Code for doing machine learning with various EHRs

MIT License

21 stars 3 forks source link

Observing Poor Performance on Our Independent Models #27

Closed chethanjjj closed 2 years ago

chethanjjj commented 2 years ago

Hi Ethan,

My name is Chethan. I've created a version of your CLMBR pipeline, but am observing poor performance on my independent models (i.e. logistic regression and random forest). I’ve spent time figuring out why this is happening that includes…1) re-checking my coding, the paper, and repo to make sure the logic is sound, 2) exploring different hyper-parameter values for CLMBR, and 3) explored hyper-parameter tuning of the independent models. All three approaches have led to still poor performance. I'm wondering if you'd be available for a 1 hour meeting this or next week? I'd like to present my version and get your insights. Let me know your availability.

EthanSteinberg commented 2 years ago

Hi Chethan,

Sorry to hear that you have been getting poor performance! I'd be glad to talk to you to work out what is going on.

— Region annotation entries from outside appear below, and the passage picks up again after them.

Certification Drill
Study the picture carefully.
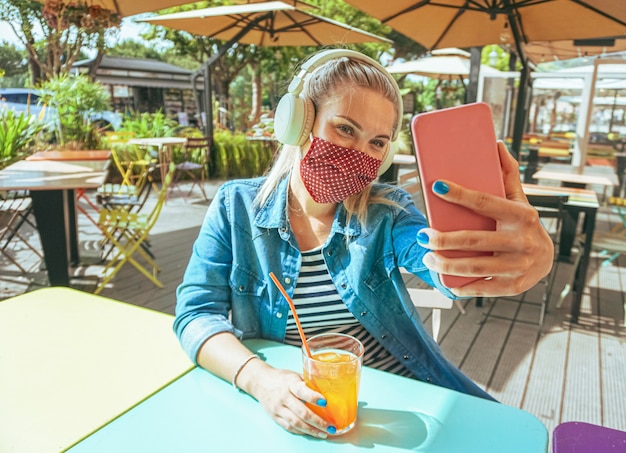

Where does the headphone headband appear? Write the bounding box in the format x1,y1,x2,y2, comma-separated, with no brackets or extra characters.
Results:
274,49,403,175
287,49,404,141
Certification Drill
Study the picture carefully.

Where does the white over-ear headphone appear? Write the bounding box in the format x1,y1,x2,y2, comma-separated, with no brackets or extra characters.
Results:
274,49,403,175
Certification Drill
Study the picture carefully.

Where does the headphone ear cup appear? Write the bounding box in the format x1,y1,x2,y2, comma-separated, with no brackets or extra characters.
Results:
274,93,315,146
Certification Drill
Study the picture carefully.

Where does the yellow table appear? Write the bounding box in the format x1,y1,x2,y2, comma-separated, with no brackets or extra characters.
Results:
0,288,193,453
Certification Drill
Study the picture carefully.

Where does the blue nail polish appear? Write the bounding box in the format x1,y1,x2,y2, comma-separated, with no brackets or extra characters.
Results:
433,181,450,195
417,231,430,245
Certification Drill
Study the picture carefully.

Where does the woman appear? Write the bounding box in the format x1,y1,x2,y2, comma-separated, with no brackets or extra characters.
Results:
174,50,552,438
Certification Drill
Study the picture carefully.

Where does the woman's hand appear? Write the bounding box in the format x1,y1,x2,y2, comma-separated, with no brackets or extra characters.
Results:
422,142,554,297
245,361,336,439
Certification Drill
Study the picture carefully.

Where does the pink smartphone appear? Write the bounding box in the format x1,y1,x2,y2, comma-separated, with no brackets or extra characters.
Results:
411,102,505,288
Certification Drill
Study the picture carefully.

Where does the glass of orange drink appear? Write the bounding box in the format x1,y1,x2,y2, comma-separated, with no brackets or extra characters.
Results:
302,333,363,435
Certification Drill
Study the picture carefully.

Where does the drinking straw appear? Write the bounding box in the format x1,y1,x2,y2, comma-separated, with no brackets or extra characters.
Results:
270,272,313,358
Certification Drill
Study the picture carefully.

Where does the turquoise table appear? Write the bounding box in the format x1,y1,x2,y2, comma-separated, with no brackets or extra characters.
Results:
69,340,548,453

Sorry for the late reply, I accidentally had email notifications for github turned off.

I'll be free from 9 AM - 6 PM on Wednesday through Friday next week.

What dataset are you working with? Could be an extraction issues?

chethanjjj commented 2 years ago

Not a problem, I understand that. how about this friday (12/17) from 11am-12pm? I can send a google meeting invite to your stanford email address. I'm using claims data that contains CCS, CPT, and HCPCS codes. I'd like to walk you through my implementation to get your thoughts. I agree is most likely how the data was extracted and even the duration of an encounter.

EthanSteinberg commented 2 years ago

11am - 12pm works for me. What timezone? (Sorry, should have been explicit from the start that I am on Pacific Time.)

I'm using claims data that contains CCS, CPT, and HCPCS codes.

That would probably explain things. My code doesn't support CCS codes so you would be losing a ton of your signal from the start.

chethanjjj commented 2 years ago

1) I'm in the Pacific Time, so no issue. I'll send an invite over.

2) I should have mentioned this from the beginning, the nature of our data prevented us from using your extraction process, so we created our own code to process the data to then get fed into our model. We believe a possible issue might be how we represent an encounter. We consider a day an encounter for each patient, but speaking with your professor we learned that the notion of a "day", or the encounter duration that you use matters a lot.

EthanSteinberg commented 2 years ago

Why don't you send me a copy of your code before we chat? That way I could take a look and be better prepared to ask the right questions when we talk?

chethanjjj commented 2 years ago

Sure sounds good. I'll email you our data preparation and modeling code. The former will require a bit of cleaning and commenting, so I'll send over the modeling code in the meantime.